Recently I saw the movie, V for Vendetta. I may or may not have been high at the time. One of the main messages from the movie is that there are no coincidences. The other main message is that Natalie Portman is hot no matter what.
As I sit here in my Guy Fawkes mask, listening to the 1812 Overture and staring a lesbian movie poster, I realize that the message rings true. There are NO coincidences, only conspiracies and conspiracies to start conspiracies which look like coincidences but in fact would simply be conspiracies by their very nature.
Today’s non-coincidence:
My boss has one of those fancy little Treo phones. She sends emails, pictures, texts, videos and sometimes candy over the airwaves. She loves that thing though two days ago it stopped working. It wasn’t a slow death, there was no drained battery or noticeably deteorating screen-light. It just died and refused to turn back on.
Now, nothing conspiratorial about that at all, right?

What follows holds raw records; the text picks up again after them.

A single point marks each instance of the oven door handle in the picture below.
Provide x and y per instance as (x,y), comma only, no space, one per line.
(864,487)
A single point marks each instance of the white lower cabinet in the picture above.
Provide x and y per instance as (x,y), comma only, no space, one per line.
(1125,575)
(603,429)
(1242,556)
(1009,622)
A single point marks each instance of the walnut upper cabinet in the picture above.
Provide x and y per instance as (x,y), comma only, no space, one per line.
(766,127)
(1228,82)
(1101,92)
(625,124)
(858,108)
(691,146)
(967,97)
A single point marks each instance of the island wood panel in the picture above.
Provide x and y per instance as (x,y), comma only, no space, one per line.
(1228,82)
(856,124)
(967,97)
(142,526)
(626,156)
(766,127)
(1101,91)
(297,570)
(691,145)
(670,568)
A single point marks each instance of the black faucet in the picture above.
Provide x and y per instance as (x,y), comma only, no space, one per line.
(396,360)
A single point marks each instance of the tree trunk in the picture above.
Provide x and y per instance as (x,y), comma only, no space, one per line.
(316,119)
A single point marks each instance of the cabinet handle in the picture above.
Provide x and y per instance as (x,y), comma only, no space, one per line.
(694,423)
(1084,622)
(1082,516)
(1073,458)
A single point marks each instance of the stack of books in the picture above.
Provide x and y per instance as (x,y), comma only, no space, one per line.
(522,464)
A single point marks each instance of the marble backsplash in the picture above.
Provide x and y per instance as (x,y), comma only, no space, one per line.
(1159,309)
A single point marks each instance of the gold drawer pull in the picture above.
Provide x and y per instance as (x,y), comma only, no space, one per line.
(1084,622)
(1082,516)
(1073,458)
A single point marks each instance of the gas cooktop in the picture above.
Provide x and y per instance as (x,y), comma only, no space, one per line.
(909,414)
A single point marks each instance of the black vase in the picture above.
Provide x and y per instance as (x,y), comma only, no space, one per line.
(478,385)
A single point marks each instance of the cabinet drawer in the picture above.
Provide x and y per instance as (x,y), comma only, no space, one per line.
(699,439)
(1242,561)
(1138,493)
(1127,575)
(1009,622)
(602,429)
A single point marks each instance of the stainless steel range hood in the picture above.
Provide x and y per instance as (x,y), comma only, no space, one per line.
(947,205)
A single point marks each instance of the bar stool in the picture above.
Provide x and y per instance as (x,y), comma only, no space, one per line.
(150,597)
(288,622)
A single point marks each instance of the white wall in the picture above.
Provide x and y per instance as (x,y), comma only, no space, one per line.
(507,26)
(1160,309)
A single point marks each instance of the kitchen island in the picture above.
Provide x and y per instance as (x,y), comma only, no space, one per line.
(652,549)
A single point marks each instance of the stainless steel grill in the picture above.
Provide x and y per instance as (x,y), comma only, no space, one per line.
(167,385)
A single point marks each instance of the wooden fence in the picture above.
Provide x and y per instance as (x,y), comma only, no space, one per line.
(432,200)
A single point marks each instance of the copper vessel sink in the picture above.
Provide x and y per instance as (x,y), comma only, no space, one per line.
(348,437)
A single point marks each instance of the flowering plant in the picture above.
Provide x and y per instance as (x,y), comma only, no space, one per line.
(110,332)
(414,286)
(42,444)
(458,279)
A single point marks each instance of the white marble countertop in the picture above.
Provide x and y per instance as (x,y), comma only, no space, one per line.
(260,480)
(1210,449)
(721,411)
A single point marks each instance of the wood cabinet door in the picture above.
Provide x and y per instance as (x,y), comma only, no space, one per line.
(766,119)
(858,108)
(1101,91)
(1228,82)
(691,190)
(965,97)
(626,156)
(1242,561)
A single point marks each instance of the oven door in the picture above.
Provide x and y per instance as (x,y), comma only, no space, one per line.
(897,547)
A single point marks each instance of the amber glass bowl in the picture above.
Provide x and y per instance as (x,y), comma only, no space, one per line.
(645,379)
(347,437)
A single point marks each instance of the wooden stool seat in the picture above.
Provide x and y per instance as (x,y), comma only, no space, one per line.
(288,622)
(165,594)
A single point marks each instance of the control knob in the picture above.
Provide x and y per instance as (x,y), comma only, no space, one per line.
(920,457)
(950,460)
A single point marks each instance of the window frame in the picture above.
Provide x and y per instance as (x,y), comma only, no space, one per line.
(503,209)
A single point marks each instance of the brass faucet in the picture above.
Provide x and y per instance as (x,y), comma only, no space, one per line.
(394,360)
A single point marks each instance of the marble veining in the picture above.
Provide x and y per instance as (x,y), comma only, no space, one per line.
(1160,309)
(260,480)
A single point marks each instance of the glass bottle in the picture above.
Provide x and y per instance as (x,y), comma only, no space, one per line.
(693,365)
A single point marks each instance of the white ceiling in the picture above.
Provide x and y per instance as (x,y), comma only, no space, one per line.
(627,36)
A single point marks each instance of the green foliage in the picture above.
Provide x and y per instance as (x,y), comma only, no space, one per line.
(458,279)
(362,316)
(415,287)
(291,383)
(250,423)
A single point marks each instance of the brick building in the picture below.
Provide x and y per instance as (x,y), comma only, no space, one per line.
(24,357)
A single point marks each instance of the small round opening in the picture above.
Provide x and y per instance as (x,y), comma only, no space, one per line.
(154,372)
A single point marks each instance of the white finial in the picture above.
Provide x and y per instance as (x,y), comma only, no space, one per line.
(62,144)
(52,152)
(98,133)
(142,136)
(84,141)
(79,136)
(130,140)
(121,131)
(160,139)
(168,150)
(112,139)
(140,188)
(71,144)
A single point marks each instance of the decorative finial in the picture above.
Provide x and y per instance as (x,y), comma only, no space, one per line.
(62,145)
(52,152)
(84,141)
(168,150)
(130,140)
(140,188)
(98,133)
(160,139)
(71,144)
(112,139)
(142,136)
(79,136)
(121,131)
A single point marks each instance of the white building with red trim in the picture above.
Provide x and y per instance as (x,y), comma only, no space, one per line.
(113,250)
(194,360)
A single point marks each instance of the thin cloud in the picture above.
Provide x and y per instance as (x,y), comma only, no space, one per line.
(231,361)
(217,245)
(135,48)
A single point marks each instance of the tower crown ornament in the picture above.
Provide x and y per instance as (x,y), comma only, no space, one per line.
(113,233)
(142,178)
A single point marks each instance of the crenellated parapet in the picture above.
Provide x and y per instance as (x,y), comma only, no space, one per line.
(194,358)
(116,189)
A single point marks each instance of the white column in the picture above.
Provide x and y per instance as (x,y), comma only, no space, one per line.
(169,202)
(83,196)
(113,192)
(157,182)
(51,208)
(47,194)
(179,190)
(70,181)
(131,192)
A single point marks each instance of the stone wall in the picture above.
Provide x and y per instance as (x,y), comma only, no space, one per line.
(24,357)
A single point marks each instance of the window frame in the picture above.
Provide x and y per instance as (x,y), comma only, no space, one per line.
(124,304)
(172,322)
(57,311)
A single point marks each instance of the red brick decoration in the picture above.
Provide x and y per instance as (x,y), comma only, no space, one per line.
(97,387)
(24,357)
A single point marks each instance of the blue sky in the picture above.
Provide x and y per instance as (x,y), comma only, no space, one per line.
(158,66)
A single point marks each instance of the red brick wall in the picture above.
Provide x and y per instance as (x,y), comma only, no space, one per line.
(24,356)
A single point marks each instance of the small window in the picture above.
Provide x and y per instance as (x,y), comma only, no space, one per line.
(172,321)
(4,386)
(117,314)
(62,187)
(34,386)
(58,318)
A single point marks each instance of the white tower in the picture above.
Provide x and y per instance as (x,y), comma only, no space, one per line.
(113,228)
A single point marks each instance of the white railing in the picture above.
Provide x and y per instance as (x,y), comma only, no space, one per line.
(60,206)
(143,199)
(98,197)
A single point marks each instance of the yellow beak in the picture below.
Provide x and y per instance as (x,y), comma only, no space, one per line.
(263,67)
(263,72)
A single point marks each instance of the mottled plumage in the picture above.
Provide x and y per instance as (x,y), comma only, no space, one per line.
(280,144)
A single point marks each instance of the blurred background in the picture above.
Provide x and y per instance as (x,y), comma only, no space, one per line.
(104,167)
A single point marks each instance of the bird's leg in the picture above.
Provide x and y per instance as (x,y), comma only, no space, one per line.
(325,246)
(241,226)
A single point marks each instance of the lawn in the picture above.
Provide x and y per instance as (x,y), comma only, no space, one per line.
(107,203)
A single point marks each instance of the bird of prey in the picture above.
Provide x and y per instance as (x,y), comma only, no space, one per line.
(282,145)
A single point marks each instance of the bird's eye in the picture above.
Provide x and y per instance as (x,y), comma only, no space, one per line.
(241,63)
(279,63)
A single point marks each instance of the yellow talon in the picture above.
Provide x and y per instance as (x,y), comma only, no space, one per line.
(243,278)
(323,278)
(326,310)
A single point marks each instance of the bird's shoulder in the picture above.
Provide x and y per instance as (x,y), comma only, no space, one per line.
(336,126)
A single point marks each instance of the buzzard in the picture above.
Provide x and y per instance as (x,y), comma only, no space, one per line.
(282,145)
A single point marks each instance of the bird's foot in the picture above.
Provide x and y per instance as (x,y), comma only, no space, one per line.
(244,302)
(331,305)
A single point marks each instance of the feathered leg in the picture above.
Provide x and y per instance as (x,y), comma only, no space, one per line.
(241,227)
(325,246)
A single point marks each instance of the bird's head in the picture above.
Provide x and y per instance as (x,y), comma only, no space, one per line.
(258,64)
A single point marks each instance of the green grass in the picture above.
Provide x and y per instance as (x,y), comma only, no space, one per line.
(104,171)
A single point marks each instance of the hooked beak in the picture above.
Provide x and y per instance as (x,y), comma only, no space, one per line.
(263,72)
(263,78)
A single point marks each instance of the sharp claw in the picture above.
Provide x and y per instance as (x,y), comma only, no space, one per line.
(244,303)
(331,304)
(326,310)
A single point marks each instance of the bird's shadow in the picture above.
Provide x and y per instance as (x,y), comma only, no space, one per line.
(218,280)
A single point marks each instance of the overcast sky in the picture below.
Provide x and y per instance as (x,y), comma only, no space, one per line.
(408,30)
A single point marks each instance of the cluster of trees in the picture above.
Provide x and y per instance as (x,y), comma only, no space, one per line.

Well when she started looking for her warranty she noticed something odd. It was going to end in TWO hours! I shit you not. Because that would be gross, shitting someone.
By sheer force of luck, (which I do believe in) she was able to get through the mire of human stupidity that is Cingular’s support center and she got her phone replaced.
The conspiracy here?
Obviously there is a microchip embedded in all cingular phones that implodes on or around the date of its warranty expiration. Thoughts?